Ok, got it working now I believe with some patches upstream to handle doc generation differently. Are these results the ones we expect Steve? FILE TYPE RELRO PIE /usr/bin/nm-online daemon full yes /usr/bin/nm-tool exec full yes /usr/bin/nmcli exec full yes /usr/lib64/NetworkManager/libnm-settings-plugin-ifcfg-rh.so library partial DSO /usr/lib64/pppd/2.4.5/nm-pppd-plugin.so library partial DSO /usr/libexec/nm-avahi-autoipd.action exec full yes /usr/libexec/nm-dhcp-client.action exec full yes /usr/libexec/nm-dispatcher.action exec full yes /usr/sbin/NetworkManager daemon full yes
Thanks for the update. Yes, the two that needed to be PIE and Full RELRO are meeting the security requirements now. When you officially push it through the build system and schedule the updated package, feel free to close the bug. Thanks!

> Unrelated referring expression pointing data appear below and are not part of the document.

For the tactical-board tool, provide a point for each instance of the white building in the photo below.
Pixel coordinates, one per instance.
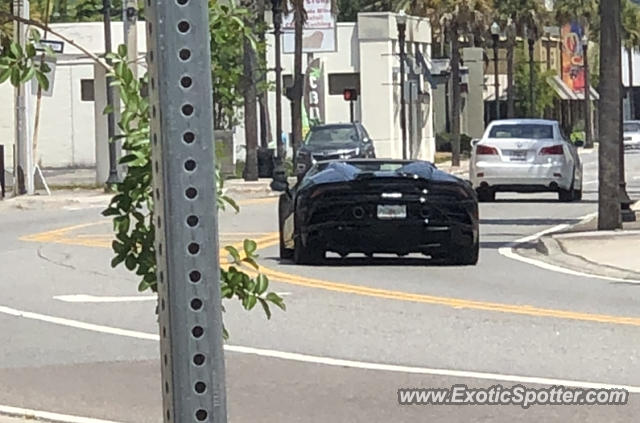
(73, 128)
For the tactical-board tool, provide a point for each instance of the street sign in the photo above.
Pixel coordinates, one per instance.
(55, 46)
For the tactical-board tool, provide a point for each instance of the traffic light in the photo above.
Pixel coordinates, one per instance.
(350, 94)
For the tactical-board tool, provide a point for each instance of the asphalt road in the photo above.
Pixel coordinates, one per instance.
(503, 321)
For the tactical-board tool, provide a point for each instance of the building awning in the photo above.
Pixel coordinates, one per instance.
(489, 87)
(565, 93)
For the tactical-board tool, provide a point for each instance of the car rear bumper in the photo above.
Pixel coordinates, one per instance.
(526, 176)
(390, 237)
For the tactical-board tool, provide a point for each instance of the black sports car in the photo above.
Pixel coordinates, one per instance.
(378, 206)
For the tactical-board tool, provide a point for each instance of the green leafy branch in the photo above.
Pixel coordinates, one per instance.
(20, 64)
(132, 206)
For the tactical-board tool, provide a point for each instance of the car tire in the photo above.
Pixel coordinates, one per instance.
(486, 195)
(310, 254)
(285, 253)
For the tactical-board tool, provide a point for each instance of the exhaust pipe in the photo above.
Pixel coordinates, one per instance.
(358, 212)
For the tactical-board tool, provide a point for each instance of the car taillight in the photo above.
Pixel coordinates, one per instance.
(553, 150)
(486, 150)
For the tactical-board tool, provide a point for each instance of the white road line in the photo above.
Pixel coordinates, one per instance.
(45, 415)
(306, 358)
(82, 298)
(78, 324)
(509, 253)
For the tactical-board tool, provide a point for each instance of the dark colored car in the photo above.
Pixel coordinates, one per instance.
(334, 142)
(375, 207)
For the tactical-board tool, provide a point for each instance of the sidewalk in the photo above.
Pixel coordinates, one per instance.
(613, 254)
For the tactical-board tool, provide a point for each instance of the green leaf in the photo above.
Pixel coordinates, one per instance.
(130, 262)
(122, 51)
(262, 284)
(27, 75)
(275, 299)
(234, 253)
(265, 307)
(43, 81)
(5, 74)
(250, 247)
(31, 50)
(15, 50)
(251, 262)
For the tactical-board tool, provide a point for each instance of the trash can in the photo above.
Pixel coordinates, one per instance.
(265, 162)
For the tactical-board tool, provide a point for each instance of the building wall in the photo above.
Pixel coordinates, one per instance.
(67, 135)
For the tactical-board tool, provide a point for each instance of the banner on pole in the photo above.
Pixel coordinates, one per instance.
(319, 33)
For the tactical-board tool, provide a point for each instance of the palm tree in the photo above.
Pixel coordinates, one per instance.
(457, 21)
(631, 40)
(609, 211)
(515, 16)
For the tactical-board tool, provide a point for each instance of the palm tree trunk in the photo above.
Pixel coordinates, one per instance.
(609, 211)
(298, 80)
(456, 97)
(587, 100)
(263, 95)
(250, 113)
(511, 99)
(532, 75)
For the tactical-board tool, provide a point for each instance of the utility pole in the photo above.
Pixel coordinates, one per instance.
(186, 219)
(23, 166)
(610, 114)
(130, 21)
(111, 119)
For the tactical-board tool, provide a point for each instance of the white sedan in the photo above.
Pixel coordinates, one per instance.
(526, 155)
(632, 135)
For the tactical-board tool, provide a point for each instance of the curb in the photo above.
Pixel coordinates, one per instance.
(549, 248)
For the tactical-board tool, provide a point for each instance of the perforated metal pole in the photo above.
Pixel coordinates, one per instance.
(185, 212)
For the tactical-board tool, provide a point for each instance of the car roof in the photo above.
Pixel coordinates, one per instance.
(525, 121)
(334, 126)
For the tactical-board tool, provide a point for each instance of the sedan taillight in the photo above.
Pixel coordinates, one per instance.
(553, 150)
(486, 150)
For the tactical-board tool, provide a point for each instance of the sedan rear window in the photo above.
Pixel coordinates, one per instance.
(528, 131)
(334, 135)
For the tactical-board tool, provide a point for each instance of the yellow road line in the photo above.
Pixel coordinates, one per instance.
(273, 239)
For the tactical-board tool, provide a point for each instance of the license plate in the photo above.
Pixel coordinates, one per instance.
(518, 155)
(390, 212)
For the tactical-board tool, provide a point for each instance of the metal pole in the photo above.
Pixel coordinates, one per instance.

Will do; waiting for patch review upstream before I can build the snapshots for Fedora and RHEL. https://bugzilla.gnome.org/show_bug.cgi?id=700093
NetworkManager-0.9.8.1-4.git20130515.fc19,network-manager-applet-0.9.8.1-4.git20130514.fc19 has been submitted as an update for Fedora 19. https://admin.fedoraproject.org/updates/NetworkManager-0.9.8.1-4.git20130515.fc19,network-manager-applet-0.9.8.1-4.git20130514.fc19
Package NetworkManager-0.9.8.1-4.git20130515.fc19, network-manager-applet-0.9.8.1-4.git20130514.fc19: * should fix your issue, * was pushed to the Fedora 19 testing repository, * should be available at your local mirror within two days. Update it with: # su -c 'yum update --enablerepo=updates-testing NetworkManager-0.9.8.1-4.git20130515.fc19 network-manager-applet-0.9.8.1-4.git20130514.fc19' as soon as you are able to, then reboot. Please go to the following url: https://admin.fedoraproject.org/updates/FEDORA-2013-8509/NetworkManager-0.9.8.1-4.git20130515.fc19,network-manager-applet-0.9.8.1-4.git20130514.fc19 then log in and leave karma (feedback).
NetworkManager-0.9.8.1-4.git20130515.fc19, network-manager-applet-0.9.8.1-4.git20130514.fc19 has been pushed to the Fedora 19 stable repository. If problems still persist, please make note of it in this bug report.